> In my experience I have accuracies on permuted-label data sets (true
> data, only the labels permuted, maintaining run, subject, etc.
> structure) ranging from the upper 40s to low 50s; I don't think I've
> ever seen an (averaged across subjects) average below 45% or above
> 55% (or even near). It's been awhile, but I've looked at the
> permutation test results in individual subjects as well, and still
> found highly significant below-chance accuracy.

Permutation testing is indeed useful but it might not allow to spot
issues like you've mentioned (inherent error of the trials) or temporal
dis-balance within stimulation sequences, i.e. although trials follow in
random order, there still could be not perfect counter-balance with
preceeding trials leading to inherent autocorrelation which might
(anti)correlate with the hemodynamics/motion/whatever.

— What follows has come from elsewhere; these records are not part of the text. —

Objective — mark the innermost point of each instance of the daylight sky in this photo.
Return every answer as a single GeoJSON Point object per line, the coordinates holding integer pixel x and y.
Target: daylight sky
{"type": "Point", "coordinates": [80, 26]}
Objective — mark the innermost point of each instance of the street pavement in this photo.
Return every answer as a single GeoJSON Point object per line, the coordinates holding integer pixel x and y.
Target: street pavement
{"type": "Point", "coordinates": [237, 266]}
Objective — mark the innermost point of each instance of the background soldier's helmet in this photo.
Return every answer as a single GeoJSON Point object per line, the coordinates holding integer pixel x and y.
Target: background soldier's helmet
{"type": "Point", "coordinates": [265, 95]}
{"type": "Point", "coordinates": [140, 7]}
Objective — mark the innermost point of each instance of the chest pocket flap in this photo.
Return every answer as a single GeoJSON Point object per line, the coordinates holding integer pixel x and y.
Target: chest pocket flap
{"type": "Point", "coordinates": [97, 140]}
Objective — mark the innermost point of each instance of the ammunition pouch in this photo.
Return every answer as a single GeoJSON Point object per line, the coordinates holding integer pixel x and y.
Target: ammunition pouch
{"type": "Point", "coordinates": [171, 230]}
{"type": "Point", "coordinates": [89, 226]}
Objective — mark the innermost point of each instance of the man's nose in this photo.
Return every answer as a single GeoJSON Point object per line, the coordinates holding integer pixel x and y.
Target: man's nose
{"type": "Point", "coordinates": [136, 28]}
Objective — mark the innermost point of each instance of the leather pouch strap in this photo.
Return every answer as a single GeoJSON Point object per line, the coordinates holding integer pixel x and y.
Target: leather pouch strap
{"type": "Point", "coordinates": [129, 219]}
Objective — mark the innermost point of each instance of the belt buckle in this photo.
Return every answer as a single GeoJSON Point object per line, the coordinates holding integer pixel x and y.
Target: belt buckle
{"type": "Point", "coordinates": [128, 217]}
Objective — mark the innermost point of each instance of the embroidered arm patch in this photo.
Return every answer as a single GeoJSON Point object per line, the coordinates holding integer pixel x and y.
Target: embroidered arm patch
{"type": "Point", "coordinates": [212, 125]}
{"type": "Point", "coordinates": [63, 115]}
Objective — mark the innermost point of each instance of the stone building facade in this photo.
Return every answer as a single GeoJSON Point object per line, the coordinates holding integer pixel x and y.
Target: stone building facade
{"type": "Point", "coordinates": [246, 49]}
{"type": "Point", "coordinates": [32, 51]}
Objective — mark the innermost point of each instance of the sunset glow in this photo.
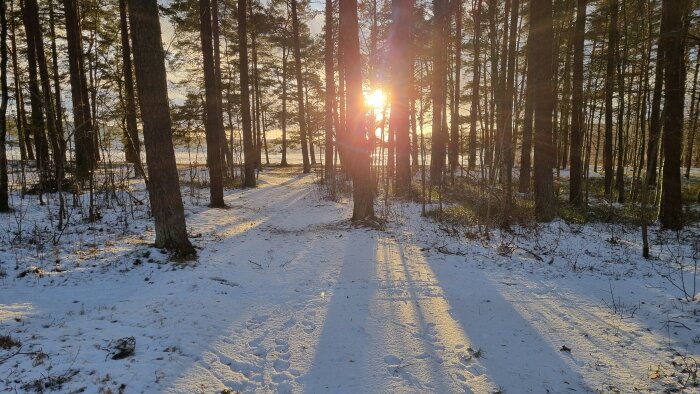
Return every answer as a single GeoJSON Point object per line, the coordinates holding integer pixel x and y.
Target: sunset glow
{"type": "Point", "coordinates": [376, 100]}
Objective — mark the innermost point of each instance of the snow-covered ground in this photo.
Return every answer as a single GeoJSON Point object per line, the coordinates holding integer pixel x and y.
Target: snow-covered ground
{"type": "Point", "coordinates": [287, 296]}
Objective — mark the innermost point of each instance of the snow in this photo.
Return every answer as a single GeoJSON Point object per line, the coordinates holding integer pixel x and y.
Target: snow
{"type": "Point", "coordinates": [287, 296]}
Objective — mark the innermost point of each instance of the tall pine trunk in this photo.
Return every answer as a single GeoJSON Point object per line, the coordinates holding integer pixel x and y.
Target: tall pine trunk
{"type": "Point", "coordinates": [528, 109]}
{"type": "Point", "coordinates": [439, 134]}
{"type": "Point", "coordinates": [300, 88]}
{"type": "Point", "coordinates": [676, 14]}
{"type": "Point", "coordinates": [455, 142]}
{"type": "Point", "coordinates": [541, 21]}
{"type": "Point", "coordinates": [359, 163]}
{"type": "Point", "coordinates": [4, 187]}
{"type": "Point", "coordinates": [401, 67]}
{"type": "Point", "coordinates": [248, 148]}
{"type": "Point", "coordinates": [132, 147]}
{"type": "Point", "coordinates": [164, 185]}
{"type": "Point", "coordinates": [609, 91]}
{"type": "Point", "coordinates": [476, 76]}
{"type": "Point", "coordinates": [211, 126]}
{"type": "Point", "coordinates": [82, 118]}
{"type": "Point", "coordinates": [577, 116]}
{"type": "Point", "coordinates": [330, 92]}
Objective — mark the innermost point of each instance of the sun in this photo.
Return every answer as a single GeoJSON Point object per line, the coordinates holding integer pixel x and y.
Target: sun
{"type": "Point", "coordinates": [376, 100]}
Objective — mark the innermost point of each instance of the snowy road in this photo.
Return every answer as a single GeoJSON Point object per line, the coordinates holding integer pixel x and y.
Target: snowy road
{"type": "Point", "coordinates": [287, 296]}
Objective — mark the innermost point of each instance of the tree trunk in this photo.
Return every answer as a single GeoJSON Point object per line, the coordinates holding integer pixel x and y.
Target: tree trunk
{"type": "Point", "coordinates": [164, 185]}
{"type": "Point", "coordinates": [300, 88]}
{"type": "Point", "coordinates": [226, 153]}
{"type": "Point", "coordinates": [4, 187]}
{"type": "Point", "coordinates": [82, 119]}
{"type": "Point", "coordinates": [577, 116]}
{"type": "Point", "coordinates": [609, 91]}
{"type": "Point", "coordinates": [35, 38]}
{"type": "Point", "coordinates": [57, 86]}
{"type": "Point", "coordinates": [132, 147]}
{"type": "Point", "coordinates": [507, 141]}
{"type": "Point", "coordinates": [330, 92]}
{"type": "Point", "coordinates": [284, 107]}
{"type": "Point", "coordinates": [675, 12]}
{"type": "Point", "coordinates": [655, 119]}
{"type": "Point", "coordinates": [541, 20]}
{"type": "Point", "coordinates": [475, 85]}
{"type": "Point", "coordinates": [439, 137]}
{"type": "Point", "coordinates": [359, 163]}
{"type": "Point", "coordinates": [211, 127]}
{"type": "Point", "coordinates": [248, 149]}
{"type": "Point", "coordinates": [694, 112]}
{"type": "Point", "coordinates": [401, 87]}
{"type": "Point", "coordinates": [455, 143]}
{"type": "Point", "coordinates": [35, 97]}
{"type": "Point", "coordinates": [23, 134]}
{"type": "Point", "coordinates": [526, 150]}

So, once again, it would depend on the design, experimental task,

I guess first step to help out, would be to add to PyMVPA smth like
which might come handy to spot such effects

> If permuted-label data produce a near-50% accuracy (quite near 50%
> mean; distribution nicely overlapping 50% and assuming a decent
> number of permutations were performed), it does not strike me as a
> situation where a chance performance estimation of 50% was
> optimistic.

To me, the question here is not about the mean of the chance
performances -- sure thing in a simple balanced case with equal
altogether probability of both conditions, mean chance performance
should be 50%.  The question is, what resultant performance should be
considered significant to reject null-hypothesis originally stated.  Or
to say, is 10% (mis)generalization is really the effect or just a
side-effect; or the opposite -- how good generalization should be to
state the finding with high assurance.